No tomar sol en traje de baño
El Monumento tiene instrucciones de uso. Meticulosamente se ha insertado una lápida entre las estelas con cinco indicaciones numeradas: sólo puede ser recorrido a pie y a ritmo de marcha (descartadas las bicicletas, los patines o el jogging ); como el visitante lo recorre "según su cuenta y riesgo" (es preciso evitar los juicios al Estado), se le advierte que no siempre son visibles las intersecciones entre pasillos; se le informa también que está prohibido hacer ruido, llamar a alguien en voz alta (la desaparición de los visitantes tras los pilares más altos pone esta tentación en el espíritu de todo el mundo), usar instrumentos musicales o aparatos de sonido, excepto aquellos cuyo volumen sólo alcance al oído de su portador; pasear perros o apoyar bicicletas o motos contra las estelas; fumar, hacer asados (se hacen muchos en el Tiergarten vecino) y consumir bebidas alcohólicas; ensuciar las estelas por cualquier medio; acostarse o treparse a ellas, saltar de una en otra y, finalmente, usarlas "para tomar sol en traje de baño".
Las instrucciones de uso son mucho más detalladas que las de cualquier monumento (no recuerdo indicaciones tan precisas en los campos de concentración accesibles ni en los museos, ni en el emplazamiento soviético de Treptow Park, ni junto a las decenas de pequeños recordatorios que hay en Berlín) y algo dicen sobre el éxito de la no simbolización buscada por Eisenman. Resistente a lo simbólico, sin placas ni nombres ni imágenes, el Monumento no tiene medios para impedir usos y costumbres profanos: sentarse a tomar una cerveza o fumarse un cigarrillo, saltar de un bloque a otro, acostarse un rato, correr carreritas, jugar a las escondidas. Las prohibiciones que acompañan al Monumento son una consecuencia de su austeridad simbólica.

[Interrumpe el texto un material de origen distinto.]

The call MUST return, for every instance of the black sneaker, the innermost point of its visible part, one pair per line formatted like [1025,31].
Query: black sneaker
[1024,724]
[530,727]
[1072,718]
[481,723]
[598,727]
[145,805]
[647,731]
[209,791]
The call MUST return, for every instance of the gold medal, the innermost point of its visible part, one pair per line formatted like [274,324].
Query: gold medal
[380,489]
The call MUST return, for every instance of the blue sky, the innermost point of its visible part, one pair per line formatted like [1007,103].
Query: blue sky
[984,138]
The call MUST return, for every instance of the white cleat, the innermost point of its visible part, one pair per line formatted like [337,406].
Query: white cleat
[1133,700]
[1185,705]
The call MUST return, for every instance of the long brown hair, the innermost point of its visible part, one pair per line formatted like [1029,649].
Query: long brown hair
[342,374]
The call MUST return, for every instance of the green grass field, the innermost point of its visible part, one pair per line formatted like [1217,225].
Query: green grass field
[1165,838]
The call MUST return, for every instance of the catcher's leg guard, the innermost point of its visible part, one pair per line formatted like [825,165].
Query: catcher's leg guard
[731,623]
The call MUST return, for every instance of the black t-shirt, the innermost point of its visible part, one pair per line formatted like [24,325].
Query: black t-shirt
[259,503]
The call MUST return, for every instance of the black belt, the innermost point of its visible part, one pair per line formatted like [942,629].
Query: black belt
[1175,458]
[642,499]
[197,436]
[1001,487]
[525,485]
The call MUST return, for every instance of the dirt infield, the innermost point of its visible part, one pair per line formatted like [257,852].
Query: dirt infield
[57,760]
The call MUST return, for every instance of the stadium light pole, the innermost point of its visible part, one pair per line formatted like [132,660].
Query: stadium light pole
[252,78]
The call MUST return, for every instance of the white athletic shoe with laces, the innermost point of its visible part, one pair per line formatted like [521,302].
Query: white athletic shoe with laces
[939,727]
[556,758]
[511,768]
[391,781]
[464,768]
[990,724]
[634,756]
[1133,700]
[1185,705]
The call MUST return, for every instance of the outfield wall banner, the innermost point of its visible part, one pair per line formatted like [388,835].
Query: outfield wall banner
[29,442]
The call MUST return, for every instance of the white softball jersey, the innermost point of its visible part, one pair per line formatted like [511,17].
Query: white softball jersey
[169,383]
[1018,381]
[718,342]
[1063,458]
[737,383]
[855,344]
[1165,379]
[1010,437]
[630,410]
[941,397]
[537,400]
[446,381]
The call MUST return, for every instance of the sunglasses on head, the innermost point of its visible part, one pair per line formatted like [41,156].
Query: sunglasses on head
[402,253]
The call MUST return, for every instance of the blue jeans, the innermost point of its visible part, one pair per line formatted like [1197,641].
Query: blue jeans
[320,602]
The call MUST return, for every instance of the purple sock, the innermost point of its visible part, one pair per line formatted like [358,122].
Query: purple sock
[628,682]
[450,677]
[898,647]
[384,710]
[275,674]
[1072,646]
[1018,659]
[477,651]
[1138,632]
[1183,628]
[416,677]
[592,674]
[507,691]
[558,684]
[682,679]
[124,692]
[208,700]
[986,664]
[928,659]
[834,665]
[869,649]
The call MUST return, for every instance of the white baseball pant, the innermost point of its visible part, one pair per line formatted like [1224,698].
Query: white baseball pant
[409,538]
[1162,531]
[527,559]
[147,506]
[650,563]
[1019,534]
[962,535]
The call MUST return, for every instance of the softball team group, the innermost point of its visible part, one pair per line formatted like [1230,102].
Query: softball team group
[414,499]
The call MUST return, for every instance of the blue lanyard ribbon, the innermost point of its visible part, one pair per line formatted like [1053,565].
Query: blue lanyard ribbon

El proyecto de Eisenman se resiste a simbolizar nada, aunque el tamaño de gran cantidad de las estelas se asemeje al de una tumba y los pilares verticales parezcan las piedras rectangulares sobre las que se escriben los epitafios. Un cementerio que no quiere ser cementerio, cuyo autor ha negado enfáticamente cada vez que se le ha sugerido que el Monumento parezca un cementerio. Y muchos visitantes acuerdan sin saberlo con Eisenman; por eso se conducen como difícilmente se conducirían en un cementerio: la adolescente que trata de posar como modelo de publicidad, asoma la cabeza y curva el cuello para que su madre la fotografíe pegada a las aristas de cemento gris. La madre, a mi lado, le dice: "Inclina más la cabeza, así tu pelo llega a tocar el piso". Y la chica, como no podría ser menos, obedece.
Un mes después de su inauguración, el diario Die Zeit informaba sobre el éxito del Monumento que habían visitado 12.000 personas por día y todos los taxistas de Berlín ya reconocían como el "Holo". El artículo terminaba con una pregunta pesimista: "Los gobiernos le cedieron el sentido al pueblo y ¿el pueblo toma su helado?" Eisenman buscaba una muda experiencia sublime. Pero la ciudad deglute lo que se le tira adentro. Esto tampoco significa que el Monumento a los judíos asesinados de Europa debió ser un gesto figurativo, retro y pesadamente cargado de símbolos. La contradicción es insuperable.